Moore is often linked with James Bond’s Lotus Esprit S1 submarine car in 1977’s The Spy Who Loved Me. Launched in Paris in 1975, the Esprit embodied 1970’s medallion-swinging style with a fibreglass body and steel chassis. Fitted with a 160hp two-litre engine and a five-speed manual gearbox, the two-seater weighed about 1,000kg and reportedly reached 100km/h in under seven seconds, and topped at over 220km/h.
Some critics said the Esprit looked faster than it was, but in the film it entertained in a long chase and delighted audiences when Bond modified it into a missile-firing submarine. The white submarine Lotus was said to have cost over US$100,000 to create, and was reportedly bought by businessman Elon Musk at an RM Auctions sale for £650,000 in September 2013. Moore is also linked to an Esprit Turbo in For Your Eyes Only (1981).

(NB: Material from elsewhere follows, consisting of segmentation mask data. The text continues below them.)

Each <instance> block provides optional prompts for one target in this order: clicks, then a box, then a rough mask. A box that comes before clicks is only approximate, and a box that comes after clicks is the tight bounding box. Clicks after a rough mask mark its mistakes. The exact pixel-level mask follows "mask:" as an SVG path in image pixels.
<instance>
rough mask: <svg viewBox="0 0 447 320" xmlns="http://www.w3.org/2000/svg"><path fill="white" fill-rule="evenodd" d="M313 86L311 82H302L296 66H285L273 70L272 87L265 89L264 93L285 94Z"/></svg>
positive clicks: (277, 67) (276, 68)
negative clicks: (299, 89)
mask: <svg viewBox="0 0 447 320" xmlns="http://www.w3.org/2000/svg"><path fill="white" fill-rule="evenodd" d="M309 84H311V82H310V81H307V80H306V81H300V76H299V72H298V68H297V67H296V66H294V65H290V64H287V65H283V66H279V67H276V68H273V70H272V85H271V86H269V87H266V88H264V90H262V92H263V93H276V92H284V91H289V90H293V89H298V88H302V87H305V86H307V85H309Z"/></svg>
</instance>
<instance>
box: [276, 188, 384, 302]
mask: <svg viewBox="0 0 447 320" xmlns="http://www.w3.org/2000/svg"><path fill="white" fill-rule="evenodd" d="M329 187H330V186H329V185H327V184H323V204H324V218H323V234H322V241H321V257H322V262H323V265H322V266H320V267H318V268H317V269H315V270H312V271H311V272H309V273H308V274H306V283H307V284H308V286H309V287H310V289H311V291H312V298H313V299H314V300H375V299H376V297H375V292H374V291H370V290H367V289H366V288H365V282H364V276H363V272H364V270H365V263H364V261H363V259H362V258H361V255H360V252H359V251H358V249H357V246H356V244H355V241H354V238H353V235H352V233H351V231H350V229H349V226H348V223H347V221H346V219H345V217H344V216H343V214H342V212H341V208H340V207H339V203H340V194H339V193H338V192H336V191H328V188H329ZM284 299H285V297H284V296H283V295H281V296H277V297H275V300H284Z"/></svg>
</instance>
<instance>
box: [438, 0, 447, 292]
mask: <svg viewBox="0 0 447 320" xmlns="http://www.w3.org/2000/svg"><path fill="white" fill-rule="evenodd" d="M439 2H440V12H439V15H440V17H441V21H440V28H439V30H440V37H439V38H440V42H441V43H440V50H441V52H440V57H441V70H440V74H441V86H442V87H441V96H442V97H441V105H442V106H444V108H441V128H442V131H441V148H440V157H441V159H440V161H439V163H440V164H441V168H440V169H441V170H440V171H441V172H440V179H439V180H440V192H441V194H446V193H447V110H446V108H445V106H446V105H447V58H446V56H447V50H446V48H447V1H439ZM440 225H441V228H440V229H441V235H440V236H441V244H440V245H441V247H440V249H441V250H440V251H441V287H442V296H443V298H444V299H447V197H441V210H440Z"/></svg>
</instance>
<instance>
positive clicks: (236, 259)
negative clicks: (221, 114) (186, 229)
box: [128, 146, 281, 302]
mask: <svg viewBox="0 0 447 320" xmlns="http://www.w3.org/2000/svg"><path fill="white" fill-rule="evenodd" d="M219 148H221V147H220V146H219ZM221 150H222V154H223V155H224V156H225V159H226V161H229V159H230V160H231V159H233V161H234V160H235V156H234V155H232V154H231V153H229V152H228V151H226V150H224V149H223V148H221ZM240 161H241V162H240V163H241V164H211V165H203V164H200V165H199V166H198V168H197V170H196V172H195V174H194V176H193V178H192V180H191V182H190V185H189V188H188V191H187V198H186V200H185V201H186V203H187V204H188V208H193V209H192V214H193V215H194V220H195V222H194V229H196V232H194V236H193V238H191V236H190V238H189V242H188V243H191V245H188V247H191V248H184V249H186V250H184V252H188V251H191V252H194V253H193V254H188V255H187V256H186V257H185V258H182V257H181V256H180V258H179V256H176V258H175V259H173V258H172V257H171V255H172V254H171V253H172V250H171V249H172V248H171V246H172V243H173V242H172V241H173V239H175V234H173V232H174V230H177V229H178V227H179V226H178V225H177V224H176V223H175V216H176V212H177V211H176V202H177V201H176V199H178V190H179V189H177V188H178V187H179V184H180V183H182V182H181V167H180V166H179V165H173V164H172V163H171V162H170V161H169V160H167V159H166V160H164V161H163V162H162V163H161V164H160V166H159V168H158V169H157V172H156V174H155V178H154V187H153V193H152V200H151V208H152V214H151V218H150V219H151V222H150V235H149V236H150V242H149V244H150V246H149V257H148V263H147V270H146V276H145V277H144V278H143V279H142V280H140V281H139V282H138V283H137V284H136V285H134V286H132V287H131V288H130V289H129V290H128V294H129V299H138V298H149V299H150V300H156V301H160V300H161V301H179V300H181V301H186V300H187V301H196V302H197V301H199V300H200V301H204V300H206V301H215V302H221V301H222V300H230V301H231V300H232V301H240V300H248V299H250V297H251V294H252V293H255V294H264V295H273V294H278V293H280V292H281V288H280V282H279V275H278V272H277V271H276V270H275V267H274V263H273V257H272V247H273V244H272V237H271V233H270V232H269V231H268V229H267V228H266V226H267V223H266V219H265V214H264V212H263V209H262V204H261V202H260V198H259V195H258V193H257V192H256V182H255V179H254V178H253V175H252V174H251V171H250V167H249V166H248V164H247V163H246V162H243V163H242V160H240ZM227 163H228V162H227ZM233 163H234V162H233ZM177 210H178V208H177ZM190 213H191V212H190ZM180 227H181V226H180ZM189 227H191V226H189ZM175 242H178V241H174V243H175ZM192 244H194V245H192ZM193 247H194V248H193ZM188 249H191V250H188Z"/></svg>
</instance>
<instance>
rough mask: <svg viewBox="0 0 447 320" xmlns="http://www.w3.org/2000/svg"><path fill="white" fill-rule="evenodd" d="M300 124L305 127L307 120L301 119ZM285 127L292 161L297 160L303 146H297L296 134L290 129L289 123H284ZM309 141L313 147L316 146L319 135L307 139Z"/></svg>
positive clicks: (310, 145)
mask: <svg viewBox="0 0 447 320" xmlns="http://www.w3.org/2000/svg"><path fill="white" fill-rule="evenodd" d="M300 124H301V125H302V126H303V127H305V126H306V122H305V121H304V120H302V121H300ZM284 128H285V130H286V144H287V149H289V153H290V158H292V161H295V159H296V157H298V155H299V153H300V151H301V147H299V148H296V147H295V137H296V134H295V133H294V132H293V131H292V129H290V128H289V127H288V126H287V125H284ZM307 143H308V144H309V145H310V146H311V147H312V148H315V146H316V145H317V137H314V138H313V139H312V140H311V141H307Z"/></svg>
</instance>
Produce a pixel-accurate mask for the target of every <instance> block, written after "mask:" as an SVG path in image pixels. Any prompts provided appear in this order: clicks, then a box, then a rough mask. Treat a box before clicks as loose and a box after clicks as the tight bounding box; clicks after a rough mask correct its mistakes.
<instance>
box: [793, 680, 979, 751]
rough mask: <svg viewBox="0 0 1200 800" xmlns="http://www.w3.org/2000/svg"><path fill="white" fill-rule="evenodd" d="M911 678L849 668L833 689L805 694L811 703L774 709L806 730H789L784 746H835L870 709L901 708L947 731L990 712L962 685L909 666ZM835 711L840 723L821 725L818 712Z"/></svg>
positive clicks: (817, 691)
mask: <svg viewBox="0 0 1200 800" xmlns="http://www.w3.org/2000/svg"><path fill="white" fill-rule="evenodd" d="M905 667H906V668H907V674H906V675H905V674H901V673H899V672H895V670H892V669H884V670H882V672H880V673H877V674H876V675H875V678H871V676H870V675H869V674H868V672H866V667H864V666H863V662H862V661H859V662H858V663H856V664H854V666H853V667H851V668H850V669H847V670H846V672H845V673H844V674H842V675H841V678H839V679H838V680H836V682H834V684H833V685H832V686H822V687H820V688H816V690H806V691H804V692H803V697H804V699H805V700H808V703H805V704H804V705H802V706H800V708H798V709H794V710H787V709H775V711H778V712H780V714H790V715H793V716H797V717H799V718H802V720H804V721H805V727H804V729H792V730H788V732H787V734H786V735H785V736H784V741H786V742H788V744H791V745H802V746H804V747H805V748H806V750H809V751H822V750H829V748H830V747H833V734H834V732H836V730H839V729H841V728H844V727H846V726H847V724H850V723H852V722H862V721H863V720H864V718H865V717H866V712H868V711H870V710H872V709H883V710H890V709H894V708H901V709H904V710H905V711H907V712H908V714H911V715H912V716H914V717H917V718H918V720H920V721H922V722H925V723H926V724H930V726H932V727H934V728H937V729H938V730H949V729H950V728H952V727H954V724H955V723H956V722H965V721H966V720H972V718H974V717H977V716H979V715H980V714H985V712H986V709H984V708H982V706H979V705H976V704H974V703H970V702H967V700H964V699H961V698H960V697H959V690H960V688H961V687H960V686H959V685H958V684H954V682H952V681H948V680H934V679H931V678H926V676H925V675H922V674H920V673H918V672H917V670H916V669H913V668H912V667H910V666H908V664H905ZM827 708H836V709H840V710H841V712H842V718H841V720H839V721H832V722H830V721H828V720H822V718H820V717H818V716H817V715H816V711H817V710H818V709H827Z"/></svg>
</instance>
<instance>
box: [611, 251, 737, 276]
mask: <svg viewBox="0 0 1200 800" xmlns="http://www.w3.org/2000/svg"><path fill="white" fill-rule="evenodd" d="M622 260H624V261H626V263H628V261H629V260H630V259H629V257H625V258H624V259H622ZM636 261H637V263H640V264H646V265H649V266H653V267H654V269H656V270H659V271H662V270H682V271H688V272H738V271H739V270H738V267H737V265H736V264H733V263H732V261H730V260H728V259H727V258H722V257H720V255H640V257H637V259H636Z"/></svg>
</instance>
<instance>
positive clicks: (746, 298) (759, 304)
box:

He also starred with Tony Curtis in 24 episodes of The Persuaders in 1971-72. Curtis drove a racy Ferrari Dino 246 GT, while Moore drove a suave yellow fastback Aston Martin DBS in playboy locations. The Aston was arguably the real star. Designed to replace the DB6, the DBS had a four-litre, 282hp straight-six engine that was said to top at about 250km/h. Aston Martin even provided a works mechanic throughout the production.
After 5,000 miles of filming, the DBS then clocked 70,000 miles with three owners, but was restored and in 2013 joined the 2013 Concorso d’Eleganza Villa d’Este, in Italy. It then fetched £533,500 at a Bonhams sale in May 2014.
However, one of Moore’s best Bond cars was the Citroen 2CV6 in For Your Eyes Only (1981). This little yellow car took a beating from villains’ Peugeot 504s, but Bond made the 602cc look so cool that Citroen reportedly later made a special edition with fake bullet holes in the back. Moore also trashed a 1.7-litre Renault 11 TXE Electronic in a memorable chase across Paris in View to a Kill (1985).
The actor was also linked to an Alfa Romeo 1600 Duetto Spider in Crossplot (1969), and in Octopussy (1983) drove an Alfa Romeo GTV6 designed by Giorgetto Giugiaro, who also drew up the Lotus Esprit. Petrolicious.com describes the GTV6 as “pornography for engineers” with a 160hp, 2.5-litre engine tonning in about eight seconds and topping at about 205km/h.
Moore was also an avid collector of cars, and even had an electric Smart car for compact Monaco. He has also been linked with a 1956 Jaguar XK150 in Hollywood; a Renault 5, and then a Volvo C70. Nobody raised an eyebrow at The Saint’s return to Volvo. But then nobody drove them better than Roger Moore.